December 11th, 2009
Neurexin i neuroligin to białka adhezyjne błonowo-neuronowe, które odgrywają istotną rolę w różnicowaniu i transmisji synaptycznej. Mutanty C. elegans z niedoborem neuroliginy są wadliwe w wykrywaniu siły osmotycznej, ale gdy zawierają również mutację w genie kodującym neureksynę, odzyskują fenotyp typu dzikiego.
Witam, nazywam się Manuel Ruiz Rubio na Wydziale Genetyki Uniwersytetu w Kordobie w Hiszpanii. Używamy elegancji jako narzędzia eksperymentalnego W badaniu autyzmu, korzystając z Świat charakteryzował układ nerwowy o trzech elegancji. Badamy mutację nicienia, skuteczną w genach zaangażowanych w synapsy nerwowe, która jest związana z autyzmem.

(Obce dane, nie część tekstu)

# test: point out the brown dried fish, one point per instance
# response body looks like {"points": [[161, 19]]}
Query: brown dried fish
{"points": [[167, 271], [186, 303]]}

Rein Regans to cząsteczki adhezyjne błony obecne w synaptyce. Głowa elegancji C zawiera amfi, narząd czuciowy nicienia, który pośrednio reaguje na różne bodźce, w tym siłę osmotyczną. Amfi składa się z 12 czuciowych neuronów bipo o podobnej wysokości i jednym działaniu końcowym INAP.
Dwa z tych neuronów, o nazwie A, SH, po prawej i lewej stronie, są szczególnie ważne w osmotycznych funkcjach czuciowych. Wykrywanie rozpuszczalnego w wodzie rebalansu o wysokiej sile osmotycznej. Cześć, Wino z rzeki Nan z metodą nieba do pomiaru unikania osmotycznego w mutantach wad synaps przodków.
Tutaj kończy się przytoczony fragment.